CSC-20053 - Statistical Techniques for Data Analytics
Coordinator: Kp Lam Room: CR022 Tel: +44 1782 7 34110
Lecture Time: See Timetable...
Level: Level 5
Credits: 15
Study Hours: 150
School Office: 01782 733075

Programme/Approved Electives for 2024/25

None

Available as a Free Standing Elective

No

Co-requisites

None

Prerequisites

None

Barred Combinations

None

Description for 2024/25


Aims
The module aims to equip learners with the knowledge of a variety of tools and statistical techniques that enable them to deal with the analysis of large datasets.
The learners will be able to choose and apply data analytics and statistical techniques appropriate to different types of problems.
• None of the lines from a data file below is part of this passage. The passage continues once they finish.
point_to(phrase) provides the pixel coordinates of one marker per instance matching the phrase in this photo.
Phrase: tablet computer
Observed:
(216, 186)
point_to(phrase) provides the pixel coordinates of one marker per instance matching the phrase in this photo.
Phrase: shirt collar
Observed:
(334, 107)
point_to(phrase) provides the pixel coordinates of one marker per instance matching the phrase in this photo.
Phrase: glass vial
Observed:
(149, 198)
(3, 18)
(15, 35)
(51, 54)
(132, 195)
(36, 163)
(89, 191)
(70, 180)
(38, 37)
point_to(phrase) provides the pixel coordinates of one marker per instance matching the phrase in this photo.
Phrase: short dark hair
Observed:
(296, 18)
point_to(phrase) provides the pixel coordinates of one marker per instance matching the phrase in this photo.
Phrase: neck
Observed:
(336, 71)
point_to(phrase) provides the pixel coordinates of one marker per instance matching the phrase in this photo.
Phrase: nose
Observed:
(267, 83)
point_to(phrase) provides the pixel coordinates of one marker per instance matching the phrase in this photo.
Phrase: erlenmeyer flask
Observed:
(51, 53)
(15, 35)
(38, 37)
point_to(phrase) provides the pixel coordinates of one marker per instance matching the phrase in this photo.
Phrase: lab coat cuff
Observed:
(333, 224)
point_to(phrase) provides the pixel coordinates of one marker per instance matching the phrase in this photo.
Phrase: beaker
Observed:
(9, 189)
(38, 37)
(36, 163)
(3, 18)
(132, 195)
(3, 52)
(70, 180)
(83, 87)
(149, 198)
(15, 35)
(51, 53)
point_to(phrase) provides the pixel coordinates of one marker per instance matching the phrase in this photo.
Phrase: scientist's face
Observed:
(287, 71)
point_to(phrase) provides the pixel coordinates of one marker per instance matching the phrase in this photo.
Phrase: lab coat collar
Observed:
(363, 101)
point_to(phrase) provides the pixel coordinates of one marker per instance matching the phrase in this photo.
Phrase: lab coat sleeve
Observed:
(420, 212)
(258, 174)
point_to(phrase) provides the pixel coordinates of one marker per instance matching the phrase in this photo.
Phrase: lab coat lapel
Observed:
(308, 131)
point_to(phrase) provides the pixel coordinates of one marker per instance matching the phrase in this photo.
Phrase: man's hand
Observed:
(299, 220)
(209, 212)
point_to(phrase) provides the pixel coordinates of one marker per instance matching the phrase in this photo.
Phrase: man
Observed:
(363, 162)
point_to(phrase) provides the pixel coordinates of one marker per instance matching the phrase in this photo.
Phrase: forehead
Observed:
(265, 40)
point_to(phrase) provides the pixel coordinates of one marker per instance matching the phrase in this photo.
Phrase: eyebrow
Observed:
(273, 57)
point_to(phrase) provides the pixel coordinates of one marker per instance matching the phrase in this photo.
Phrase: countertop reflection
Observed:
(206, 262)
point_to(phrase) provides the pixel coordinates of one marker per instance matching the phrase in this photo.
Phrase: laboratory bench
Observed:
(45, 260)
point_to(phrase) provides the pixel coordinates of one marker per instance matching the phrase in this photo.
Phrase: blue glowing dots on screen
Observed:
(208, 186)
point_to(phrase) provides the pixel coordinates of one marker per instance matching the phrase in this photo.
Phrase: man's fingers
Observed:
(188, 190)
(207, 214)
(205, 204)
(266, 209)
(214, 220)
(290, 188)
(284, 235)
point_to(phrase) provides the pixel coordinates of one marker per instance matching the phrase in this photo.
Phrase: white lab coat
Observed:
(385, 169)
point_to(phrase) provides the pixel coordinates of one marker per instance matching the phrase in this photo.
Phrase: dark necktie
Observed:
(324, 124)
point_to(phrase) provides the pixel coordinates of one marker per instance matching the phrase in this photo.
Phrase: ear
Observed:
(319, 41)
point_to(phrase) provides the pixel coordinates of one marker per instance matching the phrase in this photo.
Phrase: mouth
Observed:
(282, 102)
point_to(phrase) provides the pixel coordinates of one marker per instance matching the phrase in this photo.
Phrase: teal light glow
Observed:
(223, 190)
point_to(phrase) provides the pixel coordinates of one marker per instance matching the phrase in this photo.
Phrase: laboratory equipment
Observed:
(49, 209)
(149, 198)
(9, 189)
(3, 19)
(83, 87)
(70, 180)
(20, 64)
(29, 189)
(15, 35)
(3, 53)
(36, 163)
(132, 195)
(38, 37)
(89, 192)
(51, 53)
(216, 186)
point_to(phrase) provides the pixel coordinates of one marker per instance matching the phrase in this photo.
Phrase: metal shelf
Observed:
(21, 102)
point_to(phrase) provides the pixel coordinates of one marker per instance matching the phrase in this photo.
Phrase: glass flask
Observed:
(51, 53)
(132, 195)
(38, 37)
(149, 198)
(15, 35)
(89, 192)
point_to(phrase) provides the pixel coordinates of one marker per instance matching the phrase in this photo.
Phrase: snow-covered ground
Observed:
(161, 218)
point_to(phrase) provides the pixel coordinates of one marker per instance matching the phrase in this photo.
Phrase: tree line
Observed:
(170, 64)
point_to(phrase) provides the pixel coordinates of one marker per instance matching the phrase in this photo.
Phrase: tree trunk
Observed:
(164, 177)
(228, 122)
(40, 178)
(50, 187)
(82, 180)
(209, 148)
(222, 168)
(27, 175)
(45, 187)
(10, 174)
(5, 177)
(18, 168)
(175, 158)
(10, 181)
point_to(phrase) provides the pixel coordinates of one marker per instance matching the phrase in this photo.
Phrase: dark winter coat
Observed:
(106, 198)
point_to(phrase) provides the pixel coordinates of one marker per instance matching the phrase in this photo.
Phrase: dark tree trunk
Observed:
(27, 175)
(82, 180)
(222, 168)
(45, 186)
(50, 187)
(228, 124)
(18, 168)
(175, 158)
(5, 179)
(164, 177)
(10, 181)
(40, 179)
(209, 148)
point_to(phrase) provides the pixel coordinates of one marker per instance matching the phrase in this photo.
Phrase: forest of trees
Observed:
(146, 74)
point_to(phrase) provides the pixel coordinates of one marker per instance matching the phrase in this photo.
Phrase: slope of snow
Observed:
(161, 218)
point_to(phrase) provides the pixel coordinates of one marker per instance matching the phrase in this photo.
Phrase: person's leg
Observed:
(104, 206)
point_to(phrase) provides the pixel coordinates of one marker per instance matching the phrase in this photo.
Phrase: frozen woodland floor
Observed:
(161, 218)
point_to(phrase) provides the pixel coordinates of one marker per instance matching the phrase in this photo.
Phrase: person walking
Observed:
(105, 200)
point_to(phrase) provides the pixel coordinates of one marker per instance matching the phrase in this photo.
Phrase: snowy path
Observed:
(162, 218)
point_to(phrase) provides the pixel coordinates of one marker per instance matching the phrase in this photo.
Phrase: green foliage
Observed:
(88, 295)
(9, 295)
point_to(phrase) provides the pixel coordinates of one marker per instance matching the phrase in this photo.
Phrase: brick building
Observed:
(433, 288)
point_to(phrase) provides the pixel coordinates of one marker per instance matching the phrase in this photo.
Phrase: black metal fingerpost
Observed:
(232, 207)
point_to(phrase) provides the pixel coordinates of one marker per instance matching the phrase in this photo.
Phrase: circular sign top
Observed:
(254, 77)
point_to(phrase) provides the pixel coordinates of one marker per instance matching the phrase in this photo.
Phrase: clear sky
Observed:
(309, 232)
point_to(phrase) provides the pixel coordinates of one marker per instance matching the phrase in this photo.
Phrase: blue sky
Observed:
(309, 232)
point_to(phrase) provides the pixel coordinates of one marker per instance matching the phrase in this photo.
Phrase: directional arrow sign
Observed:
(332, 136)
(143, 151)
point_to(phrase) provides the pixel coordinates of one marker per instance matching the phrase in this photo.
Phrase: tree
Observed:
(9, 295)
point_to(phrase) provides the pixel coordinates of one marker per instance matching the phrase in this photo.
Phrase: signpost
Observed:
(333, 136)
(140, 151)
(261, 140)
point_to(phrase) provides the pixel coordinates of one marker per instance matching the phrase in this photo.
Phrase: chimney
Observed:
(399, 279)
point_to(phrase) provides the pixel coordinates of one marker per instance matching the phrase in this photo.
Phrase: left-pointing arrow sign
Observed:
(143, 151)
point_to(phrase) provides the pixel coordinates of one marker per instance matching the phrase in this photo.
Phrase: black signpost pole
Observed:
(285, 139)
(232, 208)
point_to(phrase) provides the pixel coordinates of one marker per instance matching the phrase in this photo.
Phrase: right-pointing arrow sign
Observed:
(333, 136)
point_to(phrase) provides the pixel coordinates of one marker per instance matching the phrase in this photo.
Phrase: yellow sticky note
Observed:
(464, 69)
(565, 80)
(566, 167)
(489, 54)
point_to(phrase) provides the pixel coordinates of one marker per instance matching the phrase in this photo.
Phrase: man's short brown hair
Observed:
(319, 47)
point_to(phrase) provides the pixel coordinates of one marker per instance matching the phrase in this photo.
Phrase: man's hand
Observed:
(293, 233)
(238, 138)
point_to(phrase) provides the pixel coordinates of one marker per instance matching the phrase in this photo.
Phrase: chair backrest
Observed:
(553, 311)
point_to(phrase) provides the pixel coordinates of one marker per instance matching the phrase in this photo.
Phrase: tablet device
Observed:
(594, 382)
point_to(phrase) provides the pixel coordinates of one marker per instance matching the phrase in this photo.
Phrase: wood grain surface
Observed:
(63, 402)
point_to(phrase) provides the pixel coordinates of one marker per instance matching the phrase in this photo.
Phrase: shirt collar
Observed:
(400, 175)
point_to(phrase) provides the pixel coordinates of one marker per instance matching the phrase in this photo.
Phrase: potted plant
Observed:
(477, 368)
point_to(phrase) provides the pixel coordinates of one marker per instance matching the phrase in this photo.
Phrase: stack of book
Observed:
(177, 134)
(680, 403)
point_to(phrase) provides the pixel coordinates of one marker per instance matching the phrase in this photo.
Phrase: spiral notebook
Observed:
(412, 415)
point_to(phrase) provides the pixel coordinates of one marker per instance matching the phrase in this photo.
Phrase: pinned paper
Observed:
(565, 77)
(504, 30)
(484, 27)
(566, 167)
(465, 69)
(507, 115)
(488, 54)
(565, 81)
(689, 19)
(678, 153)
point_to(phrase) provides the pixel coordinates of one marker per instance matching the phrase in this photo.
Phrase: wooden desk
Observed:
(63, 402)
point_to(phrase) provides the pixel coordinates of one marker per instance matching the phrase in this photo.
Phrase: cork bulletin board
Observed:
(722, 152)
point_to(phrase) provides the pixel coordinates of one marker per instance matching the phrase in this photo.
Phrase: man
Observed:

Intended Learning Outcomes

evaluate available data and determine how best to analyse the information available to provide required outcomes
: 1,2
apply statistical data analytics techniques using an advanced specialist programming language (e.g. R, Python, Matlab): 1,2
assess the options of storing, managing and manipulating large volumes of data in the context of business organisations: 1
select and apply an appropriate statistical approach, including contemporary machine learning methods, to extract information from a dataset, in the general context of data analysis: 1

Study hours

18 hours workshops/tutorials (supported online and in block release)
20 hours online lectures
106 hour independent learning
6 hour class-test (during block release)

School Rules

None

Description of Module Assessment

1: Assignment weighted 50%
Written report
A report (maximum 2000 words) on the accessing, storage, manipulation and analysis of data available from an internet based data repository. Code and analysed data will be submitted as instructed.

2: Exercise weighted 50%
A 6-hour lab-based class test on statistical data analysis techniques.
The class test contains a set of exercises for which the learners will have to complete in designated practical lab sessions timetabled in the last residential week. The exercises cover book work material covered during the online lectures (e.g. definitions, comparisons of concepts) and statistical data analysis algorithms, including application and modification of such algorithms.